The need for a new VMM
Serverless compute allows you to run workloads on rented computers without worrying about managing them. This is a good business to be in as cloud providers. Multi-tenancy (running multiple workloads on the same computer) is a lucrative business model but poses challenges:
- Security - one workload should not be able to access data from another
- Performance - should not decrease due to resource sharing (noisy neighbour effect)
Operating system virtualization has been explored before. The linux kernel has builtin mechanisms for this:
cgroups
- grouping process and managing resource usagenamespaces
- separate kernel resources like PIDsseccomp-bpf
- controlling access to syscallschroot
- providing an isolated filesystem
This provides strong isolation but we are trading off security (due to workloads sharing the same kernel) and code compatibility (customers should be able to run arbitrary linux binaries)
Hypervisor based virtualiztion solves for the two issues but carries with it an performance overhead.
Firecracker was built to have the best of both hypervisor virtualization and OS level containers - you get performance and isolation together
VMM
Firecracker VMM uses the KVM infrastructure built into linux kernel to provide minimal virtual machines. It relies on components built into linux rather than re-implementing their own. Eg: block I/O is passed through to the kernel, TUN/TAP is used as virtual network interfaces.
Device model
A minimal set of devices are emulated:
- serial ports
- partial PS/2 keyboard controller via i8042
- network and block devices: virtio (an open API standard) is used for exposing emulated devices. Storage only supports block devices and not filesystem as the implementation can be complex and also increases the security risks
API
Firecracker exposes REST API as a means to specify guest kernel, boot arguments, network configs, storage configs, guest machine configs and cpuid, logging, metrics, rate limiters etc.
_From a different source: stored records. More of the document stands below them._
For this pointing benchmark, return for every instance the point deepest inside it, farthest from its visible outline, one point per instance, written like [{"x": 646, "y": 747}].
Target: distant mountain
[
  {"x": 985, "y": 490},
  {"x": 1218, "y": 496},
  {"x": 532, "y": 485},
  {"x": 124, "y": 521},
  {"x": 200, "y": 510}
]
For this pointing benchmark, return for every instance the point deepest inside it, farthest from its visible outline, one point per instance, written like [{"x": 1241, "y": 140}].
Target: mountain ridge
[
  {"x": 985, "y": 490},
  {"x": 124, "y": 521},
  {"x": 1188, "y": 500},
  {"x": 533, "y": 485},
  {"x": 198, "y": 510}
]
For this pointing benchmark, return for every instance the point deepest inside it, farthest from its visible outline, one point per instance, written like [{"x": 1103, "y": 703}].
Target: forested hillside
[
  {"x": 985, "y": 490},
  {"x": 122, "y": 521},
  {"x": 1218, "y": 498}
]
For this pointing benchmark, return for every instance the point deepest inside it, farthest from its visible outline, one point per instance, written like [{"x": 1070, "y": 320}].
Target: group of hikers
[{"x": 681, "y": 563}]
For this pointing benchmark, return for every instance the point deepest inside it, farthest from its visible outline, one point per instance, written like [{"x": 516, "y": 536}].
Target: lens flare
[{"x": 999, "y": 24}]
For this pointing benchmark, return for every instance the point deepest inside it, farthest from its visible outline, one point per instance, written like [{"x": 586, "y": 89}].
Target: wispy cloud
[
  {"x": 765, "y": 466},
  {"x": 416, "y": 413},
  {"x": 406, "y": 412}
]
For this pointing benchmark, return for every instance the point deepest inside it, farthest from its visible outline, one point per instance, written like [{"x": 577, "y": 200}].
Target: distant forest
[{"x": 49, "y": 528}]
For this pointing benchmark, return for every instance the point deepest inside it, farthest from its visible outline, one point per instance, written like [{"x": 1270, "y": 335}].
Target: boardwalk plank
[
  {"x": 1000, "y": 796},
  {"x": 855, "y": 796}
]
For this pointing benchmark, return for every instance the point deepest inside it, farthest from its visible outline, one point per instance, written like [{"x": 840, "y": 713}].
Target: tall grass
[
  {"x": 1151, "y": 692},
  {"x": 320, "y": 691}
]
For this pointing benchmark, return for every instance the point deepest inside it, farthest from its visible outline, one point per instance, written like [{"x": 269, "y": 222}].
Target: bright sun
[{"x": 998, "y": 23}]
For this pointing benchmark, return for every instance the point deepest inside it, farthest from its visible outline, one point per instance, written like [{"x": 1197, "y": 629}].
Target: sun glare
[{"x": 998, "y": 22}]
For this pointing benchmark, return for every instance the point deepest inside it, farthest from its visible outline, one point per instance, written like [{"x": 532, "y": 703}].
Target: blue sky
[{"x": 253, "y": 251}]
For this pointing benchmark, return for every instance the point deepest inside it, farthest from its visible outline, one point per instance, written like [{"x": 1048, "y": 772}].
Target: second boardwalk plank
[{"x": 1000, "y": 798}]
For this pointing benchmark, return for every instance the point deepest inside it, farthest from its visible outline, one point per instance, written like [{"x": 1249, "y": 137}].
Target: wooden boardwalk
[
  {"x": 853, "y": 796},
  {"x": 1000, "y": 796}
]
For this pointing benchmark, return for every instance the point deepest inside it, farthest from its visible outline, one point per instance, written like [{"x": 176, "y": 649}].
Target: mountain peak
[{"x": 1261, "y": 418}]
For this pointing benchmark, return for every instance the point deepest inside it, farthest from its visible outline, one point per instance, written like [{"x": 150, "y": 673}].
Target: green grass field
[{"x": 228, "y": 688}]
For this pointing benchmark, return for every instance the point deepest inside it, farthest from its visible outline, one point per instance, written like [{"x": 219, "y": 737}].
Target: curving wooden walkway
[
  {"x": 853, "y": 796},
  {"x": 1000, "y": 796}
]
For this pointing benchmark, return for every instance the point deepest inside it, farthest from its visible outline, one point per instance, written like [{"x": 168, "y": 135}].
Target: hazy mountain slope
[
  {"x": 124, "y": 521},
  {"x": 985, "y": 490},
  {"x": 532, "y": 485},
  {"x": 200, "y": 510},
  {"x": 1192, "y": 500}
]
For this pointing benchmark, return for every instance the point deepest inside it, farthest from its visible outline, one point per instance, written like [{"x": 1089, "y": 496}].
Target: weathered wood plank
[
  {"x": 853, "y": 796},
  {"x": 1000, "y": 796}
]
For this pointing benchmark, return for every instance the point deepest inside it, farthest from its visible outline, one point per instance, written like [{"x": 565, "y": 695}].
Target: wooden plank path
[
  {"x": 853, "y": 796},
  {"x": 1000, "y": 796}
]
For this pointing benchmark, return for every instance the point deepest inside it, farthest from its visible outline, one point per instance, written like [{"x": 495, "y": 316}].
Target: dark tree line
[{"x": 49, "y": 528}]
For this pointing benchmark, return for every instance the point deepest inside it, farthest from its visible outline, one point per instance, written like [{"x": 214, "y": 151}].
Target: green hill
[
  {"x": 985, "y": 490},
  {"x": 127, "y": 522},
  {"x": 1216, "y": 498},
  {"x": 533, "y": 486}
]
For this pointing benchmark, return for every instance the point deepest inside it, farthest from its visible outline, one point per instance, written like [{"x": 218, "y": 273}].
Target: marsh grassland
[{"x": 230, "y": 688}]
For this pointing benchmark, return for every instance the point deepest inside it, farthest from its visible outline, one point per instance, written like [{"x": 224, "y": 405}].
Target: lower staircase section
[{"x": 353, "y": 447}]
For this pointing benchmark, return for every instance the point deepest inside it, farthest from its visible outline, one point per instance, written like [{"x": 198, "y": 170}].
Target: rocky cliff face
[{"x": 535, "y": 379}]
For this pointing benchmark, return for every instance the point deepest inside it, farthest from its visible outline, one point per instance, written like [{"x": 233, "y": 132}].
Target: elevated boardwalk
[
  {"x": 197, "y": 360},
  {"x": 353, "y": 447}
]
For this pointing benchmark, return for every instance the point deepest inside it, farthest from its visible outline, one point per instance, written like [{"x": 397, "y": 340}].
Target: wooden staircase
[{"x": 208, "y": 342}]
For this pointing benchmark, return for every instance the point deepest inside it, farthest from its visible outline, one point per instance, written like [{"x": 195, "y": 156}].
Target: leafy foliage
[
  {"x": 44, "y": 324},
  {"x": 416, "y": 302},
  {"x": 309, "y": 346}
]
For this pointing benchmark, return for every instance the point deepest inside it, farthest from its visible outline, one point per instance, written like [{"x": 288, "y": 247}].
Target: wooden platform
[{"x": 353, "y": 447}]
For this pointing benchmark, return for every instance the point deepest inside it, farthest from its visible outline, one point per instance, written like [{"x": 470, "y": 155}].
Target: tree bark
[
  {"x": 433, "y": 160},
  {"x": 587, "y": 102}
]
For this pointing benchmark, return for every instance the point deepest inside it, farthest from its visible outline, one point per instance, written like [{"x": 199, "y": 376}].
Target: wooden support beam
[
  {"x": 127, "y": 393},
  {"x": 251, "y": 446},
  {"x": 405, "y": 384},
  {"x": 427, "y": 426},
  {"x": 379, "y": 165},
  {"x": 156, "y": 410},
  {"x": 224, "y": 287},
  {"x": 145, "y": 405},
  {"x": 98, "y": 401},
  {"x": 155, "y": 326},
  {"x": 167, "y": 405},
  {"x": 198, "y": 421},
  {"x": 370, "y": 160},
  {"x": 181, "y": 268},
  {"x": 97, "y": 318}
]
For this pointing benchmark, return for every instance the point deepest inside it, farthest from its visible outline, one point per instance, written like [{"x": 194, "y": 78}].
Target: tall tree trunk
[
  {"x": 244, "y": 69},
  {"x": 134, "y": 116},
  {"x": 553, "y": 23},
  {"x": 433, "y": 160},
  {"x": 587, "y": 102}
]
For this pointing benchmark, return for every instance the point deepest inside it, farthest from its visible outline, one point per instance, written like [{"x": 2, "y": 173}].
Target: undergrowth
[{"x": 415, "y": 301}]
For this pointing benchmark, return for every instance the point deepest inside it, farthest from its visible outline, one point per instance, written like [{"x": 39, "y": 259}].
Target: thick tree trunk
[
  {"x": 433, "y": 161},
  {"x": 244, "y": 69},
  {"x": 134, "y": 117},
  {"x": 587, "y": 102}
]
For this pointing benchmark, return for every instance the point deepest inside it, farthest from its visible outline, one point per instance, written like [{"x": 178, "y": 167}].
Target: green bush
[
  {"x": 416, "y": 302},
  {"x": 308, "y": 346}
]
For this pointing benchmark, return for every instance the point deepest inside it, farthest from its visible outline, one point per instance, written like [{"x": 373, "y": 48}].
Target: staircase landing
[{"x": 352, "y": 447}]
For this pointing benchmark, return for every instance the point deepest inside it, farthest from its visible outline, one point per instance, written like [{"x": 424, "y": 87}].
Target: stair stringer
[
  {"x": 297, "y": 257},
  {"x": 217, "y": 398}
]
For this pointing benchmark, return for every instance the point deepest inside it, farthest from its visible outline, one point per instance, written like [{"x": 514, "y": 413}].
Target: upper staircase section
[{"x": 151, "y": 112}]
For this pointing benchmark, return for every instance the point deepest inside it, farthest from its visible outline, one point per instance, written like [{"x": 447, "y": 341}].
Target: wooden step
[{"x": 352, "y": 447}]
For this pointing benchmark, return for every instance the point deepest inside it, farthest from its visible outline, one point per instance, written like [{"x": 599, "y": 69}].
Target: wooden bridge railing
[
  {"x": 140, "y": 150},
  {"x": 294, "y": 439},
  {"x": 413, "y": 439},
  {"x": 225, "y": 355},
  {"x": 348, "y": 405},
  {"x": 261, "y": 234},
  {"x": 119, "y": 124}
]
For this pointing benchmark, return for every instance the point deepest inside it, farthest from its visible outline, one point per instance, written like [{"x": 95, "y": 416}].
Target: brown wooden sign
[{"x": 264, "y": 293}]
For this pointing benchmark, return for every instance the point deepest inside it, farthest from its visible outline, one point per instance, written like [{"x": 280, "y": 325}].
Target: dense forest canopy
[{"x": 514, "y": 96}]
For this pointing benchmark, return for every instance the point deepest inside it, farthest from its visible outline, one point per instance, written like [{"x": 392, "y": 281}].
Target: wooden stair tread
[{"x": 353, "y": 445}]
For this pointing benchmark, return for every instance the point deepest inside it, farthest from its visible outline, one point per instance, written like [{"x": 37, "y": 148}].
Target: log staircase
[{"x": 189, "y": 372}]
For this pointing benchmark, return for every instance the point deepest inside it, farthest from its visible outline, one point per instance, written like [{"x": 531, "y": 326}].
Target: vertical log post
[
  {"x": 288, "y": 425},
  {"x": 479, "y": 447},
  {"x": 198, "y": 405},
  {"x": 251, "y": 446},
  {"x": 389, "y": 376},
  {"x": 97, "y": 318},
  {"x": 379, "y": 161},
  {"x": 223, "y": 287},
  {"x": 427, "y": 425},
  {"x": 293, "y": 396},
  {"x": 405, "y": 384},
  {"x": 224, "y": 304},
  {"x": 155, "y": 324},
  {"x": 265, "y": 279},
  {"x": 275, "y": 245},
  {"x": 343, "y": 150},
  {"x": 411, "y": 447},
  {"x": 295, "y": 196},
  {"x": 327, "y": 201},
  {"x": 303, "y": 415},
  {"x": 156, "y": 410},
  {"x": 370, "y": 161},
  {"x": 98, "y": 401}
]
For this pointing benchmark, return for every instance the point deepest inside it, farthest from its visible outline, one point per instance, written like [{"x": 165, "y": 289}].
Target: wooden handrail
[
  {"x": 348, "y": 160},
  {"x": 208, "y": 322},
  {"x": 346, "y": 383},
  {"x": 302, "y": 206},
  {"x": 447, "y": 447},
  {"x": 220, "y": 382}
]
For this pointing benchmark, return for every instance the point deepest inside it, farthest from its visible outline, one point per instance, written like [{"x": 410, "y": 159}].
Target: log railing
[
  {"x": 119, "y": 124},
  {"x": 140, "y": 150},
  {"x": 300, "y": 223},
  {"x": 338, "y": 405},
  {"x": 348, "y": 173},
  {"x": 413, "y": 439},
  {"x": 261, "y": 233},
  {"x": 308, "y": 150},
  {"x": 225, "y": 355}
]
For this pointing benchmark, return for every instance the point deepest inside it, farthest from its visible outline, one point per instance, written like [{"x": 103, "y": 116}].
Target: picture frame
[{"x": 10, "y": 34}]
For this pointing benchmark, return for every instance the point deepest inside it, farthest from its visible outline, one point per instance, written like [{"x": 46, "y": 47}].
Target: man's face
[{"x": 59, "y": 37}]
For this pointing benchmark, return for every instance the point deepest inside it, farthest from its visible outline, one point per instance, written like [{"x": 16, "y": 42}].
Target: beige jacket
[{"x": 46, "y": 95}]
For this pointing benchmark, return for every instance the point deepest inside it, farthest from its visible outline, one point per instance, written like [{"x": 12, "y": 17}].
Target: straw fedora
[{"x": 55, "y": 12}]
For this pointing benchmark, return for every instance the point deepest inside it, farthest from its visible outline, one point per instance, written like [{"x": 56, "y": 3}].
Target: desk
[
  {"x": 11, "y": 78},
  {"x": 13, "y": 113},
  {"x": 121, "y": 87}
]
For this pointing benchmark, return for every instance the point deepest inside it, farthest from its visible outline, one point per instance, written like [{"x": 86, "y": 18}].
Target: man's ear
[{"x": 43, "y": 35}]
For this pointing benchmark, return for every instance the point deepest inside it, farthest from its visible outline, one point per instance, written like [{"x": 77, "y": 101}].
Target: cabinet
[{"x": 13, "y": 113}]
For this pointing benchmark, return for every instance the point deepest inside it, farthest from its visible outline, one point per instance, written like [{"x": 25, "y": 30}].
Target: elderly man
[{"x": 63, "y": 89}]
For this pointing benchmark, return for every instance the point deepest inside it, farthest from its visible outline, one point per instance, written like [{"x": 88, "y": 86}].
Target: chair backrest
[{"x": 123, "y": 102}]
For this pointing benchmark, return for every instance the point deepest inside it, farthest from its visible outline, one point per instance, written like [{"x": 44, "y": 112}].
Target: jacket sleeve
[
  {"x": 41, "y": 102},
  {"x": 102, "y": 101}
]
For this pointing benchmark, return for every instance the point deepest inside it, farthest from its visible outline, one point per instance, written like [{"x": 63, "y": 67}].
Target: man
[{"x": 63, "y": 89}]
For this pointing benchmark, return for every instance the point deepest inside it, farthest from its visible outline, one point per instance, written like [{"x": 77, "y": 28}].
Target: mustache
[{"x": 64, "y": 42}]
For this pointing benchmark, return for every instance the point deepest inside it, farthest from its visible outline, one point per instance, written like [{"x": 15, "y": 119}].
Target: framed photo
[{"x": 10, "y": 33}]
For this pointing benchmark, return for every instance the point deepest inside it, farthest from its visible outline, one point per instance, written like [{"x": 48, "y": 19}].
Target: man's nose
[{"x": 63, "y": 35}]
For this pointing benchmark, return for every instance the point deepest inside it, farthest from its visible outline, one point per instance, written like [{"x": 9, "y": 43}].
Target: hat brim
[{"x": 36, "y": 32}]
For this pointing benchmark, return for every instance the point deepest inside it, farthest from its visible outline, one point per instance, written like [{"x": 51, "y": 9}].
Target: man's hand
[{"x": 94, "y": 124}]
Rate limiting and performance
The APIs can be used to describe the cores and memory required by the VMs as well as set things like cpuids. Firecracker does not emulate missing CPU functionality and cpuids are more used for hiding things from the VMs making the fleet of heterogenous computers appear homogenous
Builtin rate limiting is applied to storage (IOPS) and networking (PPS). They can also be configured via the REST APIs to change things on demand when needed. The storage / networking components are rate limited to allow for control plane operations and ensuring that a small numbers of VMs don't hijack these resources
Jailer
An important additional security measure is wrapping the firecracker VMM around a jailer process that sandboxes the VMM and:
- runs it in a chroot environment
- isolates it in pid and networking namespaces
- drops privileges
- sets a restrictive seccomp_bpf profile - whitelisting some syscalls
In AWS Lambda
Lambda provides serverless functions which runs functions in response to events in your code. Lambda functions run within a sandbox, which provides minimal Linux userland and some libraries and utilities.
The execution of customer code happens inside the lambda worker fleet (architecture shown above). Workers provide a slot which provides pre-loaded environments for executing functions.
Each worker can run hundreds or thousands of MicroVMs (each having one slot). Along with a minimal linux userland and kernel each MicroVM contains a shim process which communicates with the outside control plane. One firecracker process is launched per MicroVM, responsible for creating and managing the MicroVM and providing device emulation and handling VM exits.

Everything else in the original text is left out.